Tianwen-1 comprises an orbiter and a descent module, which includes a heatshield, a backshell and a lander with a landing platform and a rover. When moving from orbit to landing, the probe splits, with the descent module entering the Mars atmosphere, beginning the EDL process. Control during this phase requires that: all key events trigger correctly; no equipment collides as pieces separate; the lander selects a specific landing site within the pre-selected landing area; the lander's velocities, angular rate and other properties fall within required ranges; and that the process does not consume an unreasonable amount of fuel.
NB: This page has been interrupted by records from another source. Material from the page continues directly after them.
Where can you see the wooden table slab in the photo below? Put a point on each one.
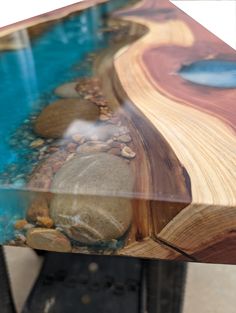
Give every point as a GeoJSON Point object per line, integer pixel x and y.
{"type": "Point", "coordinates": [181, 146]}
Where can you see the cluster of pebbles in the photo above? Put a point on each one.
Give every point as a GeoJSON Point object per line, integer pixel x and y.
{"type": "Point", "coordinates": [85, 164]}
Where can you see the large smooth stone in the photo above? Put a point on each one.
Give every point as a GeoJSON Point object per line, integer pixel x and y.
{"type": "Point", "coordinates": [47, 239]}
{"type": "Point", "coordinates": [67, 90]}
{"type": "Point", "coordinates": [66, 117]}
{"type": "Point", "coordinates": [77, 207]}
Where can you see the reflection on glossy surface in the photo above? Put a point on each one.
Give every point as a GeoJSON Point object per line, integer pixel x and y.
{"type": "Point", "coordinates": [212, 73]}
{"type": "Point", "coordinates": [51, 109]}
{"type": "Point", "coordinates": [30, 74]}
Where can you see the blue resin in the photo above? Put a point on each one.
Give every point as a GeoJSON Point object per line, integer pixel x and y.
{"type": "Point", "coordinates": [211, 73]}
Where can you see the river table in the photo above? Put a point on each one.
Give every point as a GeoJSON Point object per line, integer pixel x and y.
{"type": "Point", "coordinates": [118, 135]}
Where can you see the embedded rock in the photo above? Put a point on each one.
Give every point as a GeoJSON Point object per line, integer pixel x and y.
{"type": "Point", "coordinates": [66, 117]}
{"type": "Point", "coordinates": [48, 239]}
{"type": "Point", "coordinates": [86, 204]}
{"type": "Point", "coordinates": [67, 90]}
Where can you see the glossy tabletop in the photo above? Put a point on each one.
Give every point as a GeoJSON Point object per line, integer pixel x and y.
{"type": "Point", "coordinates": [117, 127]}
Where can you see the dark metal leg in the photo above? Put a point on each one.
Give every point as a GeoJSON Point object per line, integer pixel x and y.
{"type": "Point", "coordinates": [6, 301]}
{"type": "Point", "coordinates": [105, 284]}
{"type": "Point", "coordinates": [165, 286]}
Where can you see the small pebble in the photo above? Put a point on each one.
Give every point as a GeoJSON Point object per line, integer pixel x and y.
{"type": "Point", "coordinates": [128, 153]}
{"type": "Point", "coordinates": [39, 208]}
{"type": "Point", "coordinates": [90, 147]}
{"type": "Point", "coordinates": [78, 138]}
{"type": "Point", "coordinates": [20, 224]}
{"type": "Point", "coordinates": [48, 239]}
{"type": "Point", "coordinates": [37, 143]}
{"type": "Point", "coordinates": [71, 147]}
{"type": "Point", "coordinates": [44, 221]}
{"type": "Point", "coordinates": [115, 151]}
{"type": "Point", "coordinates": [124, 138]}
{"type": "Point", "coordinates": [104, 117]}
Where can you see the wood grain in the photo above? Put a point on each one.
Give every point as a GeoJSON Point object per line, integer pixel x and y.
{"type": "Point", "coordinates": [196, 122]}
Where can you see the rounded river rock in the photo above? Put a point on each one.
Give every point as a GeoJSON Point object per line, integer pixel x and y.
{"type": "Point", "coordinates": [77, 207]}
{"type": "Point", "coordinates": [64, 117]}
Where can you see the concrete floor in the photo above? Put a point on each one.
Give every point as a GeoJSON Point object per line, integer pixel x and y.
{"type": "Point", "coordinates": [210, 288]}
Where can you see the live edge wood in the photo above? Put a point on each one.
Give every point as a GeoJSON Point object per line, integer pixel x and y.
{"type": "Point", "coordinates": [188, 135]}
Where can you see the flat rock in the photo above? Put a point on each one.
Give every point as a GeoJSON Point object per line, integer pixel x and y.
{"type": "Point", "coordinates": [66, 117]}
{"type": "Point", "coordinates": [77, 207]}
{"type": "Point", "coordinates": [67, 90]}
{"type": "Point", "coordinates": [38, 208]}
{"type": "Point", "coordinates": [48, 239]}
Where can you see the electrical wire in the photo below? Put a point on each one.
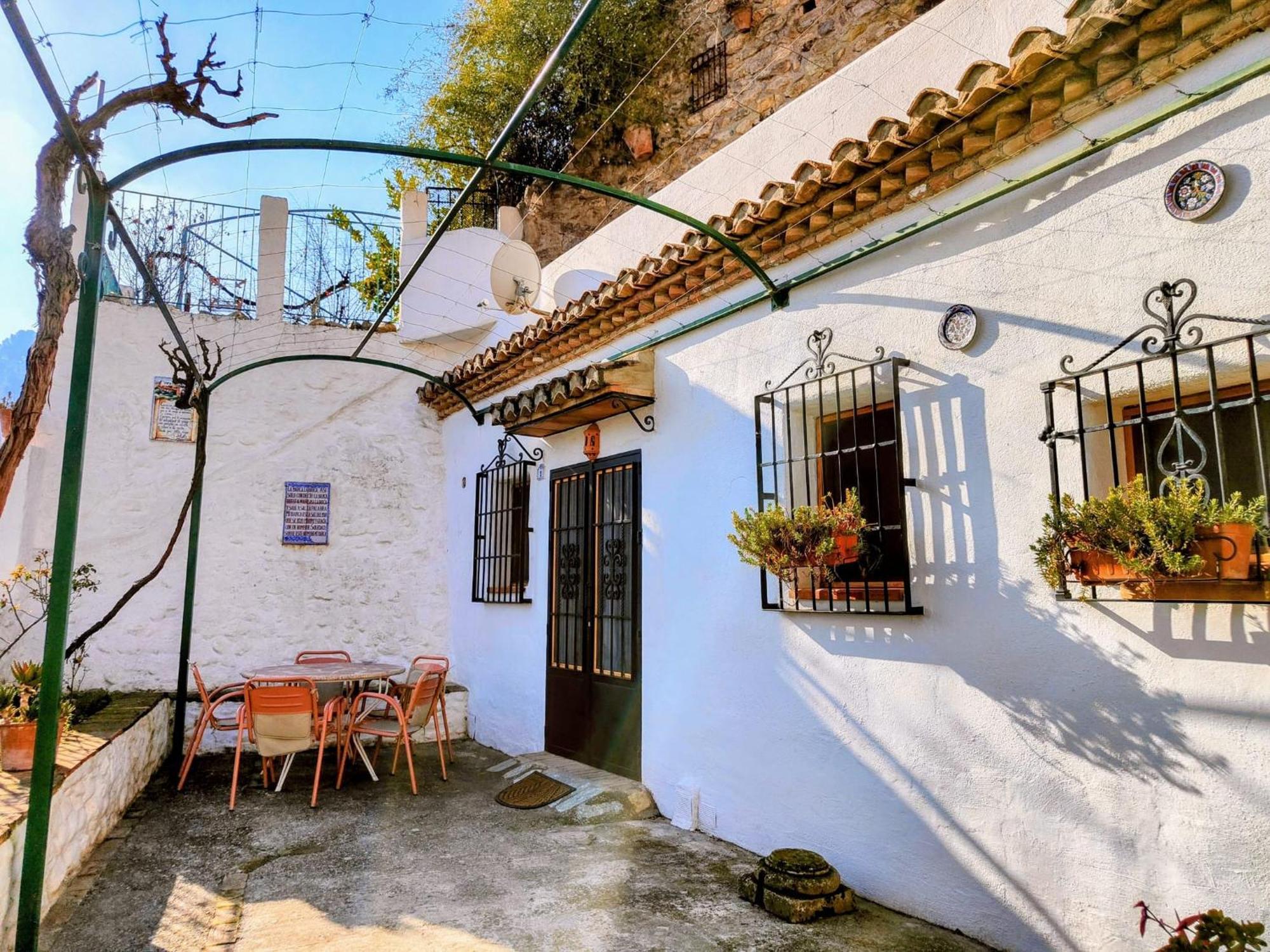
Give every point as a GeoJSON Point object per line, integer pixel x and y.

To fulfill the EDL requirements, the team built on previous GNC designs used for the third and fifth editions of Chang'E, China's lunar exploration spacecraft, as well as on control systems used in other successful Mars landing missions. Wang and Huang noted that the team also innovated new approaches, including an algorithm that more accurately interprets and predicts dynamic motion to balance the extreme swings of the initial parachute deployment to the steadier landing.
"The effectiveness of the GNC system design was demonstrated by the successful landing of Tianwen-1, which landed on Mars with a small landing eclipse, a soft touch-down velocity and a stable vertical attitude," Huang said.
The researchers noted that Tianwen-1 landed in a relatively flat area, but that future missions will target areas with more rugged terrain and potentially higher scientific value.
"This will put forward new requirements for the technology," Wang said. "The guidance, navigation and control system must have high-precision navigation and stronger maneuverability or deceleration capabilities."